In the 1970s, Gus Pappelis was a science major attending SIU on an athletic scholarship to play the piano for the gymnastics team.
With his father Aristotel a professor in the SIU Department of Botany, Pappelis's interest in science ran deep. While doing graduate work in gerontology at SIU, Pappelis had published 17 manuscripts, including "Nuclear Dry Mass and Area of Human Buccal Mucosa Cells."
But he had a gift for music as well.
"I always had mixed emotions," he said of his twin interests.
Music won out, and Pappelis has made a successful career for himself on the West Coast as a jazz pianist and composer of shows, particularly for the Disney company.
Pappelis will return for a performance before the home folks at 8 p.m. Saturday at Shryock Auditorium on the SIU campus.
A native of Carbondale, Pappelis was well known in his hometown for playing piano for theatrical productions and various bands, including the Jazz Fusion Band.
Pappelis also played the piano for the Saluki gymnastics team. Traveling to Russia when he was 20 as the pianist for the U.S. Women's Gymnastics Team was a significant event in his life."
"It made me think about music in more than just hobby terms," he said in a phone interview from his home near Portland, Ore.
While he was still living in Carbondale, the Pappelis' Jazz Fusion Band won first place at the Chicagofest. He also won awards as outstanding composer/arranger and outstanding jazz pianist at the Wichita Jazz Festival and the Elmhurst Jazz Festival.
Joining Pappelis on stage Saturday will be members of the former Jazz Fusion Band: guitarist John Wallerich, bassist Jim Wall and drummer John Zurek. Wallerich is coming from Southern California and Zurek from Colorado. Only Wall still lives in Carbondale.
The event is a benefit for Carbondale Community Arts.
After leaving Carbondale in 1984 to pursue a music career in Los Angeles, Pappelis initially made a living by playing Cole Porter tunes at Beverly Hills cocktail parties. That led to work playing a piano player on some TV shows. "They just wanted someone who looking like they played piano," he said.
Those shows eventually led to work composing production numbers for the Disney company and others in the entertainment industry.
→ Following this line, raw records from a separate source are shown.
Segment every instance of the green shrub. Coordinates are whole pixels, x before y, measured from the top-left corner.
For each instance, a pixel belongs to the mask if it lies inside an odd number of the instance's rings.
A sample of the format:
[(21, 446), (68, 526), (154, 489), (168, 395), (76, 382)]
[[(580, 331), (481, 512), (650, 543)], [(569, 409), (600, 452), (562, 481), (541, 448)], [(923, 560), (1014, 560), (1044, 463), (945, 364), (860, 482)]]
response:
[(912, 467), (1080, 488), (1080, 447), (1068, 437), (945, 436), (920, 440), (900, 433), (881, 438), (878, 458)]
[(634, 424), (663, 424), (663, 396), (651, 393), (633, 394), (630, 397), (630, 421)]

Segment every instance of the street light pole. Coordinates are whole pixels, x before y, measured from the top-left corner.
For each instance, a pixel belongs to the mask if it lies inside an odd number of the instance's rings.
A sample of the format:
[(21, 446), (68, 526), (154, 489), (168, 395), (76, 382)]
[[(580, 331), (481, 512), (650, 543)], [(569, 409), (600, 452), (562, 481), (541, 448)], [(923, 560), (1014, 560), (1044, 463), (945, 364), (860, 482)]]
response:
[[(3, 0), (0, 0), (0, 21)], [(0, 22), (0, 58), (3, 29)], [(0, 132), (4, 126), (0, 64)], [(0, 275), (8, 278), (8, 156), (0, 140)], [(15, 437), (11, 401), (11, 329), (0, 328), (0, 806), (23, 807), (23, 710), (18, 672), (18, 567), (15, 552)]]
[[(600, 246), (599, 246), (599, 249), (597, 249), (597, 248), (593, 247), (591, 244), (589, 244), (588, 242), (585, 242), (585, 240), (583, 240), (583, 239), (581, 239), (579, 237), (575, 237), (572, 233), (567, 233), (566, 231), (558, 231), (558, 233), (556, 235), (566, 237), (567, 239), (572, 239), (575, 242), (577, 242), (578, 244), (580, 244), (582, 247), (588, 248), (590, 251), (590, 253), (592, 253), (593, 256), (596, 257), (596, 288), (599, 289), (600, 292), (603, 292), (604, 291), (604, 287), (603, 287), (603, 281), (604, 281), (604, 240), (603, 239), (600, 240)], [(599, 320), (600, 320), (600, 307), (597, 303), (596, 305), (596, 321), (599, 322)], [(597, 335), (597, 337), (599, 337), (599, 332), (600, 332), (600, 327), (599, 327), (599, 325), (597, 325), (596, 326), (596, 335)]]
The long-running "Golden Horseshoe Jamboree" at Disneyland and Disneyworld was Pappelis' creation.
Silver Dollar City's "Town Square Sing-Along" and Branson's "Showboat Branson Belle" shows are his.
Moving to Los Angeles and pursuing a music career was not an easy decision, Pappelis says. "Music is not an easy way to go."
He says he's been lucky in many ways. "But I've also experience the business's ups and downs, times when I was really busy and times when I was looking at the phone and wondering if there was any work around."
A year ago, Pappelis and his family moved to a small town near Portland, Ore., where his wife went to school and is now a special education teacher. "I always said I can write music anywhere," he explained.
His focus has shifted from performing to writing, and the landscape reminds him of Southern Illinois.